Cette forme de capital investissement est la plus ancienne. Elle a pour objectif de financer de jeunes entreprises innovantes pour lesquelles il est difficile d’obtenir un prêt bancaire du fait du risque d’échec du projet. Elle s’est développée au départ aux États-Unis à partir des années 50 pour y connaitre son apogée à la fin des années 90 avec la multiplication de nouveaux acteurs sur Internet porteurs de projets risqués nécessitant un financement.

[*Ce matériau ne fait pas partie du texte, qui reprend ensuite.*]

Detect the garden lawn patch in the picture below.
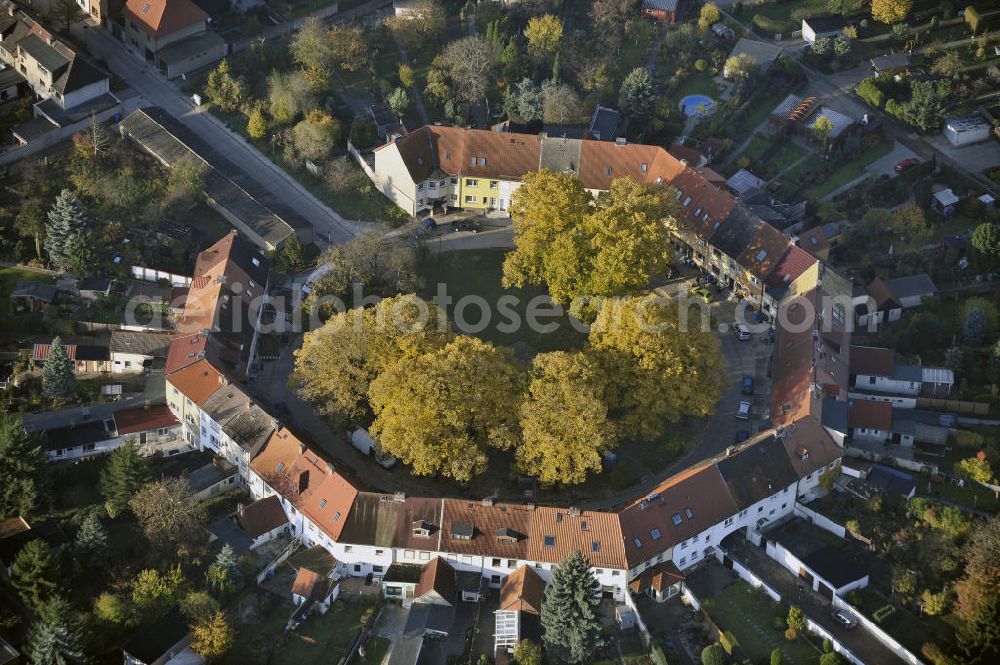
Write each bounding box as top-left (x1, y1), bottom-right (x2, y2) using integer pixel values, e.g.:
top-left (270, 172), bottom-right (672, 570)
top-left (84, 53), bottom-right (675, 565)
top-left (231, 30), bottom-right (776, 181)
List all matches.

De 4,1 milliards de dollars investis en 1994 aux États-Unis, le montant des investissements atteindra un niveau jamais égalé à savoir 105,8 milliards de dollars en 2000. Aujourd’hui, même si le capital-innovation reste majoritaire aux États-Unis, il s’est aussi développé au Canada, en Israël, à Singapour et en Chine. Plus que les autres et souvent plus tôt, ces pays ont pris conscience du rôle essentiel du capital risque dans le financement des entreprises innovantes et à ce titre ont pris des mesures pour le favoriser dont voici quelques exemples :

  • La mise en place d’un cadre juridique favorable. Aux Etats-Unis, dès 1958, le Small Business Investment Act (SBIA) a permis que des fonds publics soient injectés dans des sociétés de capital risque intervenant dans le financement de petites entreprises américaines. Se créent et se développent alors des structures de capital investissement toujours existantes aujourd’hui telles que Sequoia Capital créée en 1972 qui a, à son actif, le financement de You Tube, Instagram, LinkedIn et bien d’autres.
  • Le lancement de programmes publics de financement. En Israël, a été créé en 1993 le fonds public « Yozma » (Initiative en hébreu) de manière à favoriser l’implantation et l’activité des structures de capital investissement en Israël. Le dispositif était le suivant : pour chaque dollar placé par un investisseur privé, le fonds public a fait de même. Cet investissement conjoint a représenté pour l’Etat israélien un montant de 100 millions de dollars et a donné l’impulsion de départ nécessaire. Même après l’arrêt de ce dispositif, les fonds d’investissement sont restés très dynamiques : le montant investi chaque année dans de jeunes entreprises innovantes est ainsi passé, entre 1991 et 2000, de 58 millions à 3,3 milliards de dollars. Israël est aujourd’hui considéré comme la seconde Silicon Valley et est le deuxième pays au monde en nombre de startups technologiques par habitant.
  • La création de clusters. Un cluster est une zone géographique sur laquelle se trouvent à la fois des chercheurs universitaires, des créateurs d’entreprises innovantes dans un même domaine d’activité et des investisseurs. Cette présence en un même lieu de têtes pensantes et d’opérationnels plus au fait du monde de l’entreprise facilite grandement l’essor des sociétés innovantes. Les Etats Unis sont les pionniers dans ce domaine et ce dès la fin de la seconde guerre mondiale. On peut citer aujourd’hui le pôle de la Silicon Valley avec Stanford et Berkeley (universités) et IBM, Apple, HP (entreprises) où la moitié des investissements américains en capital-innovation sont réalisés ; le pôle de la route 128 à Boston avec le MIT et Harvard (universités) et Microsoft, Sun Microsystems (entreprises). En Israël, on peut citer le pôle de la Silicon Wadi avec le Technion d’Haifa, l’université de Tel Aviv, l’université hébraïque de Jérusalem, le Weizmann Institue of Science (universités) et IBM, Motorola, Intel, Microsoft… (entreprises).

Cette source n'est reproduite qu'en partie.